The book really was his story.

He was in the army, as a sergeant, and he was at Anzio. As punishment for deserting the battlefield, he had been assigned to pick-up bodies and deliver them to the cemetery at the beachhead. There is no black humor here, as there is in Catch 22, or in Bill Mauldin’s Willy and Joe cartoons. There is no we’ll-get-through-this-togetherness, as there is in Audie Murphy’s To Hell And Back. But there is detail and color--the mud and the slime, the bleak occurrences, the descriptions of newly-dead bodies and mangled body parts and wounds and bloody, burned uniforms and the aftermath of sudden and violent death. And the outlook of a short and bleak future with no end, other than the very real probability of adding yet another body to the pile, in sight.

Mr. Ross’ descriptions were accurate because they were real. He had seen and experienced them all firsthand. There was little that came from his imagination; most of it just came from his memory. And the man had a talent for putting it all down on paper in vivid and horrible detail.

I don’t know what happened to Mr. Ross; I can find nothing more recent than that one article. He may be living still, perhaps in a prison cell. If he is, he would be close to 90 now.

Life said an agent was attempting to sell the book to a movie studio, but no movie was ever made. Life also said that Mr. Ross was working on a second novel, but if that was ever finished it was never published.

But I do know that, if he did nothing else, Mr. Ross delivered one truly remarkable book. Maybe that was enough.


  1. Wow. Great entry and great research into a tiny corner of book lore.

  2. Damn it, now I want to read it!!


  3. I think that's a good read. When I was cleaning also our library, I stumble some materials that are worth to read.

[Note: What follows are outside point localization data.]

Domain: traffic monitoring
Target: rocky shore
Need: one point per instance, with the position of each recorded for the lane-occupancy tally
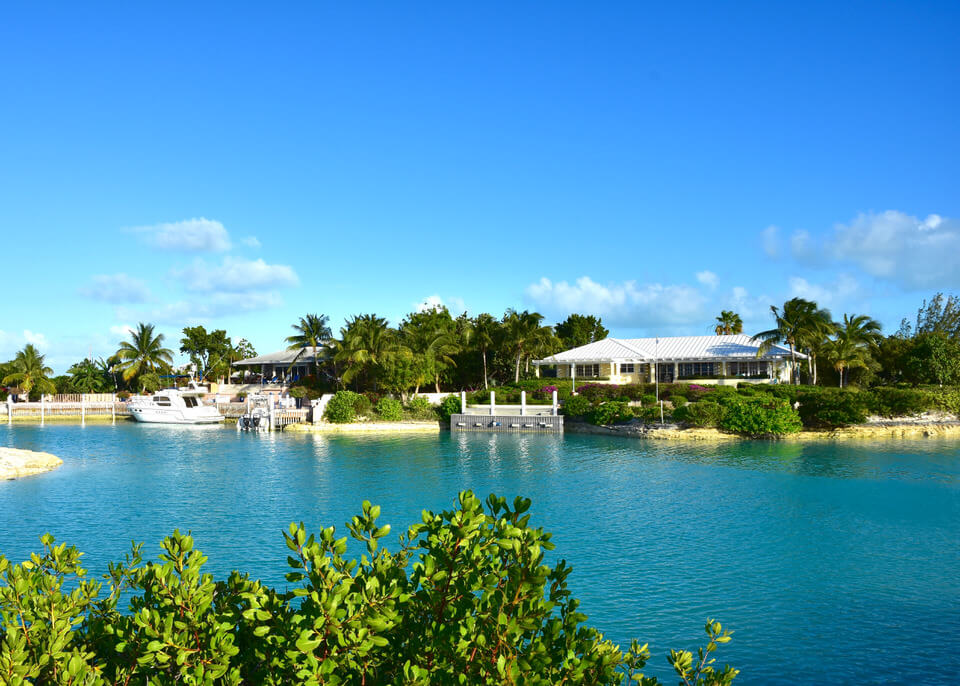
(16, 463)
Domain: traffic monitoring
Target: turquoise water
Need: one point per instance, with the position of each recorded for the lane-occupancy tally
(833, 562)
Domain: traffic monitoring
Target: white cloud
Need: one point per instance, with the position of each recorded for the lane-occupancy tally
(236, 275)
(190, 235)
(454, 305)
(707, 278)
(843, 288)
(622, 304)
(38, 339)
(211, 306)
(116, 288)
(771, 241)
(911, 252)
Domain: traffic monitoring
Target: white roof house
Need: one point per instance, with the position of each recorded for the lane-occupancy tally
(632, 360)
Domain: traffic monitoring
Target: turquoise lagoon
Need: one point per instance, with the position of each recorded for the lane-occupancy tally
(834, 562)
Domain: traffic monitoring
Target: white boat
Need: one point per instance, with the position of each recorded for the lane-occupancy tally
(173, 406)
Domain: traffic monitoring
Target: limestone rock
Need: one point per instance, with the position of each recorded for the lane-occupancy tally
(15, 463)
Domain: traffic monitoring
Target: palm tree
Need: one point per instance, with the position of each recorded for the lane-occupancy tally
(364, 342)
(523, 333)
(486, 330)
(851, 347)
(143, 354)
(728, 322)
(311, 332)
(802, 324)
(30, 371)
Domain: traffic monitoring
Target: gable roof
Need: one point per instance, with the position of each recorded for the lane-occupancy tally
(668, 348)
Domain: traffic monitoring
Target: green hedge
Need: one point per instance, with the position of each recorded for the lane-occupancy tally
(464, 597)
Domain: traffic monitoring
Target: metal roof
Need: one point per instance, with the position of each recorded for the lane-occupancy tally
(735, 346)
(282, 357)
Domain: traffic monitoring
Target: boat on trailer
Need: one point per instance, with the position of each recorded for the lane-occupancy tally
(173, 406)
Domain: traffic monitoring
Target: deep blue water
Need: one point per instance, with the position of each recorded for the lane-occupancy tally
(833, 562)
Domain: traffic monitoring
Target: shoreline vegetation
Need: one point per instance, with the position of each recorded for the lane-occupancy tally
(384, 617)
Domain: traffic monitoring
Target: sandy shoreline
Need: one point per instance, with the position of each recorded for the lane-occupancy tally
(15, 463)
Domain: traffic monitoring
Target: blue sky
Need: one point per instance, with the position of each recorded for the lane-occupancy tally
(239, 165)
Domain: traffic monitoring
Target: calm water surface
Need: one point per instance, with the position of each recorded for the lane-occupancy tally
(833, 562)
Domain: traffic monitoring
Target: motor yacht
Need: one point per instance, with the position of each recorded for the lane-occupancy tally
(173, 406)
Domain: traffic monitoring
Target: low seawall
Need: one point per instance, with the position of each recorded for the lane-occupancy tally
(540, 424)
(15, 463)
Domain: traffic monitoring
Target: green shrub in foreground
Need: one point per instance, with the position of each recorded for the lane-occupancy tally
(464, 598)
(390, 409)
(610, 412)
(703, 414)
(759, 415)
(340, 408)
(576, 406)
(449, 406)
(832, 407)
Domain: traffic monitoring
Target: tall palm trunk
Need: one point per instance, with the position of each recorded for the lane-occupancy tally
(484, 352)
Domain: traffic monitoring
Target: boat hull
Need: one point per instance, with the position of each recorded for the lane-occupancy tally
(173, 416)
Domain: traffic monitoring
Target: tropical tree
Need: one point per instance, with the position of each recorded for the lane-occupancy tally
(798, 325)
(30, 372)
(209, 351)
(143, 355)
(88, 377)
(486, 332)
(728, 322)
(579, 329)
(855, 340)
(312, 332)
(365, 341)
(430, 336)
(523, 334)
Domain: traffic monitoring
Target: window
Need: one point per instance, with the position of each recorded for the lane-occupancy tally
(695, 369)
(588, 370)
(748, 369)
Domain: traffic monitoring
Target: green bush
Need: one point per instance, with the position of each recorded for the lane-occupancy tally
(576, 406)
(702, 413)
(362, 405)
(390, 409)
(465, 597)
(831, 407)
(610, 412)
(420, 408)
(897, 402)
(449, 406)
(340, 408)
(761, 415)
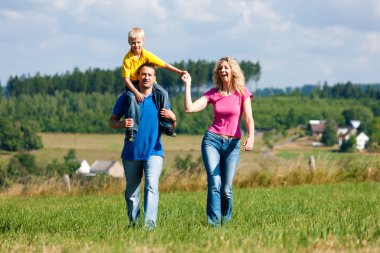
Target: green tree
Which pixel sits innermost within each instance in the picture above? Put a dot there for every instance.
(71, 155)
(11, 138)
(329, 133)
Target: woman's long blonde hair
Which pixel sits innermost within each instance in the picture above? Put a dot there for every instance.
(238, 80)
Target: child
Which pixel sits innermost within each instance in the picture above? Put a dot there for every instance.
(136, 57)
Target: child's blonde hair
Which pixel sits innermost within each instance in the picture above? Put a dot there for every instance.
(135, 32)
(238, 80)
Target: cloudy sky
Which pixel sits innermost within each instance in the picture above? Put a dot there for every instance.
(296, 42)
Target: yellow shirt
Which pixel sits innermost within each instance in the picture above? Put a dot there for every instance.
(131, 64)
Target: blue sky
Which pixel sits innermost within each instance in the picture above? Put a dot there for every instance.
(296, 42)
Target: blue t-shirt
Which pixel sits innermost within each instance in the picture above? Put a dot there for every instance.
(148, 138)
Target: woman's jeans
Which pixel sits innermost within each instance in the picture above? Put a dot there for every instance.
(221, 157)
(134, 171)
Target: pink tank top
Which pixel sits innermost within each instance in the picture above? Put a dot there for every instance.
(227, 111)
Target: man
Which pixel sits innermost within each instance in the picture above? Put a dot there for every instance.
(145, 154)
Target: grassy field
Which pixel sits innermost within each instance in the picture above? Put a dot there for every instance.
(323, 211)
(332, 218)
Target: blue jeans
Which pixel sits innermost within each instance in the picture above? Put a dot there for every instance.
(134, 171)
(221, 157)
(160, 98)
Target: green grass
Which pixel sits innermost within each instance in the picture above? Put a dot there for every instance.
(330, 155)
(340, 217)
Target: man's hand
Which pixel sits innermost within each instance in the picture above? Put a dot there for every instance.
(139, 97)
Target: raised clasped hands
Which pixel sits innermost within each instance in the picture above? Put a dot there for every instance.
(186, 78)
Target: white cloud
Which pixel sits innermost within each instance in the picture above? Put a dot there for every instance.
(10, 14)
(371, 43)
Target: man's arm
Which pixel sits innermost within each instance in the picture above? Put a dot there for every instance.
(168, 114)
(115, 122)
(174, 69)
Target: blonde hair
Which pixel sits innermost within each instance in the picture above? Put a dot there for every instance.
(135, 32)
(238, 80)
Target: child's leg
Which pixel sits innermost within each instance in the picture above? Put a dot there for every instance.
(161, 97)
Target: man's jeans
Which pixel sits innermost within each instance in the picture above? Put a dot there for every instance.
(134, 171)
(221, 157)
(160, 98)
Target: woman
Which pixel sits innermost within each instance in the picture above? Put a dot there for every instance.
(221, 142)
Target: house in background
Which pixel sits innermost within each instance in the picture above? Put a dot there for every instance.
(316, 127)
(111, 168)
(84, 167)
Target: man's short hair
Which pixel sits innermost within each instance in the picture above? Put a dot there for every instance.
(149, 65)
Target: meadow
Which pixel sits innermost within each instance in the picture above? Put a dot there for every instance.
(335, 218)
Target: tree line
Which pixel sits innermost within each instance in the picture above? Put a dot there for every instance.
(110, 81)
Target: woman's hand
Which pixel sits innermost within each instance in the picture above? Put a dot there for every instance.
(186, 78)
(128, 122)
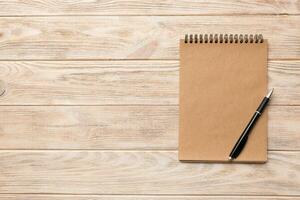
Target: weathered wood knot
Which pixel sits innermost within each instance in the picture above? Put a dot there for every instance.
(2, 88)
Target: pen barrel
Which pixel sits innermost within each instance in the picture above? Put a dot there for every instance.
(239, 145)
(262, 105)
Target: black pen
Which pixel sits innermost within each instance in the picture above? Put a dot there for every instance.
(239, 145)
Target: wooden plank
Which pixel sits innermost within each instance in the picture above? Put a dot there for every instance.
(151, 172)
(117, 82)
(146, 7)
(118, 127)
(136, 197)
(134, 37)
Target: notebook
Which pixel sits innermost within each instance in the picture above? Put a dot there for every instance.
(223, 79)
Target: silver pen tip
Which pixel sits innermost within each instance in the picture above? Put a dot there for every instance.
(270, 93)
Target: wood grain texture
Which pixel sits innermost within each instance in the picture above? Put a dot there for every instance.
(118, 127)
(117, 82)
(133, 172)
(147, 7)
(134, 37)
(137, 197)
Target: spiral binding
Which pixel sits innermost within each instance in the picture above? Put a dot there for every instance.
(226, 38)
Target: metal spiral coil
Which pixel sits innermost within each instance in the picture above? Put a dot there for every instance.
(223, 38)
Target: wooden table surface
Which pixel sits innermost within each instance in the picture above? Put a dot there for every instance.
(89, 100)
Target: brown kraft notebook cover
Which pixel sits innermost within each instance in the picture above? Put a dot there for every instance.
(221, 86)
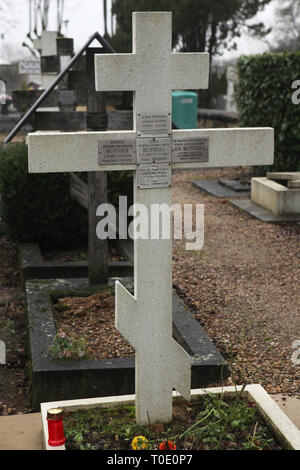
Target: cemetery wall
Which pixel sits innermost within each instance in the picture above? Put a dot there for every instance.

  4. I can't believe I found this. I have been wanting to find this book again for years. I read it while I was a teenager and it made a great impact on me. I would love to read it again. Thanks for writing this.

  5. I still have this paperback. Bought it for something to read during a week-long hospital stay for a double-hernia operation back in August 1965. As a 13 year-old who tuned in every week to watch Sergeant Saunders (Vic Morrow) lead his squad on the TV series "Combat", "The Dead Are Mine" opened my eyes to the real horrors of war. Another good read is Willi Heinrich's "Cross of Iron", also a novel based in World War II.

  6. i read that book in 64/65 while in korea. i still think of that book at times when i read of some of the gore that occurs in the world today, i dont remember the ending, i would read it again if given the chance. i will be 70 soon and dont know if i will be around that long..

  7. I have been looking for this book for 30 yrs, and no one knew of it. I didn't know who wrote it. I read it in about 1967 and for got it for a long time. Now maybe I can get me a copy. Thanks for all the info on bk & author.